Not Just Sales Were Down
   It wasn’t just retail sales numbers that were off as the year drew to a close. Other economic measurements that have been used to track the progress of economic recovery and the return of optimism also were off — way off. To make bad news worse, in many cases, the December 2012 measurements were down not just from the previous month of November but also from the December numbers of 2010 and 2011.
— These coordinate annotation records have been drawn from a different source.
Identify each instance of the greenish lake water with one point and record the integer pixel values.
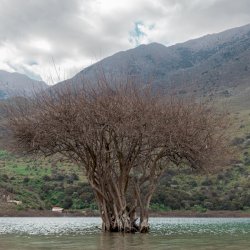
(83, 233)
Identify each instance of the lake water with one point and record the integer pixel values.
(84, 233)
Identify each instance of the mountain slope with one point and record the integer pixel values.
(211, 64)
(12, 84)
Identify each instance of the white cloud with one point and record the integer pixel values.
(77, 33)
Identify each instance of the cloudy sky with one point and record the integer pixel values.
(47, 38)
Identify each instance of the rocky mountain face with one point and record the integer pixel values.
(12, 84)
(214, 64)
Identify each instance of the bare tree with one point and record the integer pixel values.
(125, 137)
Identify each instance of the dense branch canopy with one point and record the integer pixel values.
(124, 137)
(131, 124)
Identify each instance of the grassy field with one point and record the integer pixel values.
(43, 183)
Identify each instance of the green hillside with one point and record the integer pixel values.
(43, 183)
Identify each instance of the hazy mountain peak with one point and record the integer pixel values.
(14, 83)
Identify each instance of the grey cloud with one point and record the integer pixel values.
(79, 31)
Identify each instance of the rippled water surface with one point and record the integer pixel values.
(84, 233)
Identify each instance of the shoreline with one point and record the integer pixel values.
(187, 214)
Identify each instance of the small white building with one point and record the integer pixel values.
(57, 209)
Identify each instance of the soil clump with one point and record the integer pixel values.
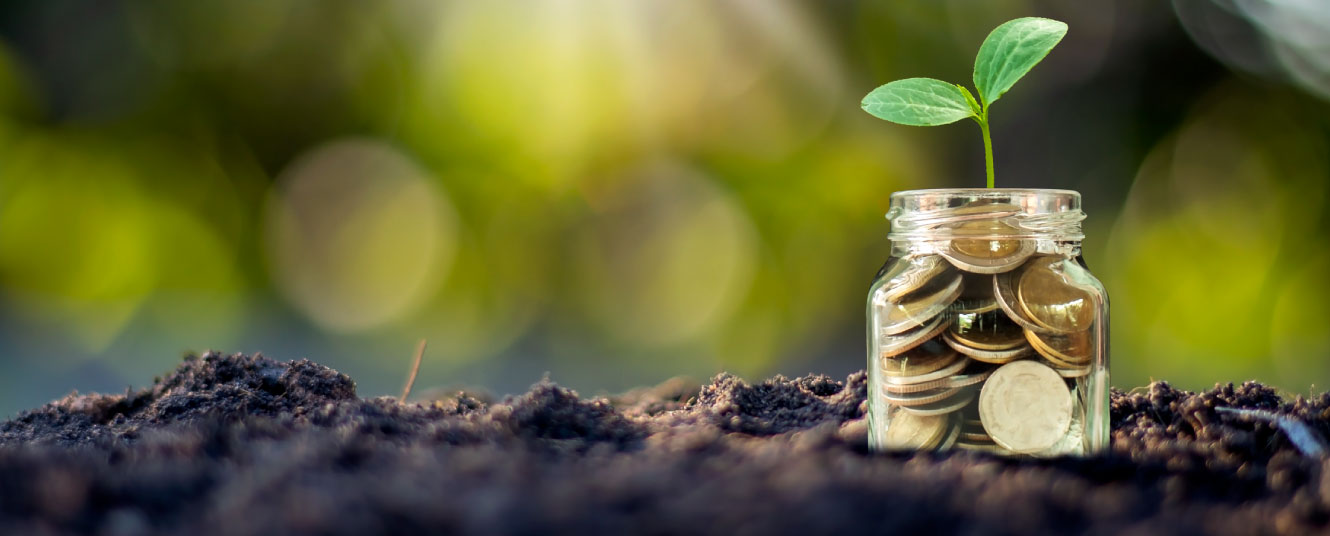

   In the years since the economic recession, forecasters have reaffirmed their belief that consumer confidence is an absolutely critical factor in economic growth and consumer activity. That said, consumer confidence, which had reached a five-year high of 82.7 in November 2012, plummeted almost ten points to 72.9 in December, based on Thomson Reuters/University of Michigan data. The same survey found that personal financial expectations fell to their lowest levels in a year. And, despite the improved unemployment rate of 7.7 percent, the survey found that the number of people expecting additional layoffs in the next six months had risen to 35 percent — the highest level since the summer of 2011 — from 19 percent in October.
   BIGinsight, a Worthington, Ohio–based research firm, reported that the 90-day outlook by consumers, as measured in December, was “downright frosty, for month over month and for year over year.” In a video briefing, the company said it was a battle of The Grinch over St. Nick for the consumer in holiday 2012 and it appeared from early totals that The Grinch had won. “Practicality pulled at consumers’ purse strings and their shopping lists were focused on needs rather than wants,” the company said. “It’s not uncommon to see practicality and a focus on needs rise from November to December but these are steeper climbs and remain elevated from December 2010 and December 2011.”

Impact of Holiday Numbers
   There’s no denying that robust holiday totals would have put pretty much everyone
in a good mood. The period of November 1 to January 1 accounts for anywhere from
25 percent to 40 percent of annual retail sales and consumer spending represents 70 percent of the national economy. A healthy increase would have been felt not just by retailers —
it also would reverberate with manufacturers, wholesalers, distributors and just about everyone else along the supply chain.

   Going into the holiday season, the projections for growth were modest, especially when compared to 2010 and 2011. The fact that the preliminary totals came in considerably lower than the conservative forecast was a bit like everyone in that supply chain finding coal in their stockings.
   The hope is that the final fourth-quarter totals released later in January will reveal
some bright spots and that holiday 2012 is not a harbinger of what the national economy, the luxury sector and the diamond industry will look like in the New Year.